Oysa hem Başbakan Tayyip Erdoğan, hem de koordinatör bakan Beşir Atalay, amaçlarının ‘PKK’yi minimalize etmek’ olduğunu söylediler. Yani marjinal konuma getirmek. Bu hedef, Genelkurmay Başkanı olduğunda İlker Başbuğ’un açıkladığı hedeftir. O da bunu ‘terörü birlikte yaşanır sınıra çekmek’ biçiminde ifade ediyordu. Zaten meclis kürsüsünde Tayyip Erdoğan’ın ‘teröre karşı mücadele’ çerçevesinde açıkladığı plan, İlker Başbuğ’un Genelkurmay Başkanı olduktan hemen sonra yaptığı Hakkari gezisinde açıkladığı planın aynısıydı. Demek ki birçok çevrenin ifade ettiği gibi, söz konusu siyaset AKP’nin değil, devletindir. AKP de, tıpkı İlker Başbuğ gibi, Kürt sorununu çözmeye değil, PKK’yi çözmeye çalışıyor. Bunu vurup ezerek yapmaya gücü yetmediği için, önce marjinal kılarak ve sonra da yok ederek iki aşamalı yapmak istiyor. Bu politika, son otuz yıldır gelmiş geçmiş tüm hükümetlerin yürüttüğü ‘PKK’yi tasfiye’ politikasıdır. Zaten Tayyip Erdoğan da amaçlarının ‘PKK’yi tasfiye etmek” olduğunu açıkça söylüyor. O halde, bu politikanın yeniliği, değişimciliği nerede? Peki, AKP’nin diğer partilerden farkı nerede? Gerçek bu iken, AKP müthiş bir demagojiyle kendisini farklı göstermeyi başarıyor. Bu noktada gerçekten hakkını yememek gerekiyor: Başarılıdır.

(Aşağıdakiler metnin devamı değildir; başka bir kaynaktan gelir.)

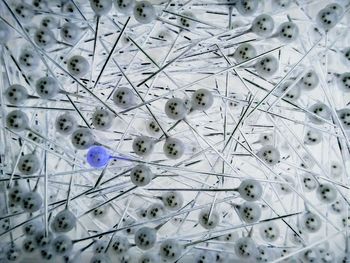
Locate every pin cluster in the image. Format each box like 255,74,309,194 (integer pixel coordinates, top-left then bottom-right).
0,0,350,263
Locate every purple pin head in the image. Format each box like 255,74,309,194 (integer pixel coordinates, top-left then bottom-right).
86,146,110,168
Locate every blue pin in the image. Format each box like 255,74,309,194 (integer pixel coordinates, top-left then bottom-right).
86,146,110,168
86,146,131,168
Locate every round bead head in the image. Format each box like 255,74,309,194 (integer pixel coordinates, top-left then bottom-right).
86,146,110,168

Peki, AKP Kürt sorununu çözer mi? PKK’yi yok etmek ister mi? AKP, ABD’nin desteğini alarak ve Genelkurmayla uzlaşarak iktidara gelmiş bir partidir. Bu iki gücün politikalarını uzlaştırarak iktidarını korumaya çalışıyor. Örneğin ABD istedi, şimdi Afganistan’a yeniden fazla asker gönderiyor. Oysa Genelkurmay Başkanlığı ‘ek asker gönderilmeyeceğini’ açıklamıştı. Bir süredir bunu yaptılar, şimdi PKK’ye karşı ABD desteğini biraz daha arttırabilmek için Afganistan’a ek asker gönderiyorlar. ABD ile ilişkiler böyle yürüyor.

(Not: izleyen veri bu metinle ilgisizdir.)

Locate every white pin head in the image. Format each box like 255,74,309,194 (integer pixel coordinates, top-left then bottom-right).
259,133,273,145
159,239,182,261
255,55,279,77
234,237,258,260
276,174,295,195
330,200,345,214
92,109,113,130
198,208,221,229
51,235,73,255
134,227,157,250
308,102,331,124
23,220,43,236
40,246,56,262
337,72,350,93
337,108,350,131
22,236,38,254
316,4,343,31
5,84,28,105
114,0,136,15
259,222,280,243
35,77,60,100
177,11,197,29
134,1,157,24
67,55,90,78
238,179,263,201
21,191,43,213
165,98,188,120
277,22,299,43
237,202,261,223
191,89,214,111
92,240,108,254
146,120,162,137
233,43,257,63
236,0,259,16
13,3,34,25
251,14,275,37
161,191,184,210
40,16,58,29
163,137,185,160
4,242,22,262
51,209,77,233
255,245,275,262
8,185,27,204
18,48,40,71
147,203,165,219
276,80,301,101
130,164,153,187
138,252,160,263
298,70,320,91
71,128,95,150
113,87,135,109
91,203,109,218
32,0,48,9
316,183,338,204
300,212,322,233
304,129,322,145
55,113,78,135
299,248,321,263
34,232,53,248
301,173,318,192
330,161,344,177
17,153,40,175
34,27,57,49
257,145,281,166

AKP’nin Genelkurmay Başkanlığı ile ilişkileri ise çok daha ilginç yürüyor. Bazıları sanıyor ki, AKP gerçekten sorunları çözmeye, çelişkileri gidermeye çalışıyor. Bu görüş kökünden yanlıştır. AKP, çelişki ve çatışmalara dayanarak iktidar olmuş rantçı bir partidir. Türkiye’nin mevcut çelişki ve çatışmalarının sona ermesi demek, AKP iktidarının da sona ermesi demektir. AKP mevcut çelişki ve çatışmaları çözmüyor, tersine yaratıyor, tahrik ediyor, dengeliyor. O nedenle bir CHP ve MHP’ye saldırıyor, bir DTP’ye saldırıyor. Örneğin, AKP gerçekte PKK’nin yok olmasını istemiyor. Çünkü PKK-Ordu çatışmasına dayanarak iktidar olmuş ve iktidarını da böyle sürdürüyor. AKP’ye göre bu çelişki ve çatışma yok olmamalı, sürekli yaşamalı ki AKP de iktidarda kalabilsin. Bu nedenle PKK’nin marjinal sınıra çekilmesini hedefliyor. Çünkü PKK güçlense AKP yok olur, PKK yok olsa Genelkurmayın AKP’ye ihtiyacı kalmaz. O halde çelişki ve çatışma alt düzeyde hep deva
m etmeli! AKP işte bu politikayı sürdürüyor. ‘Demokratik açılım’ bu politikanın süsü, cilası oluyor. AKP gerçeğini iyi tanımak ve yanılmamak gerekiyor. AKP kuyruğuna takılmamak gerekiyor. Bunu da elbette en önde demokratik güçler ve Kürtler yapmalı!…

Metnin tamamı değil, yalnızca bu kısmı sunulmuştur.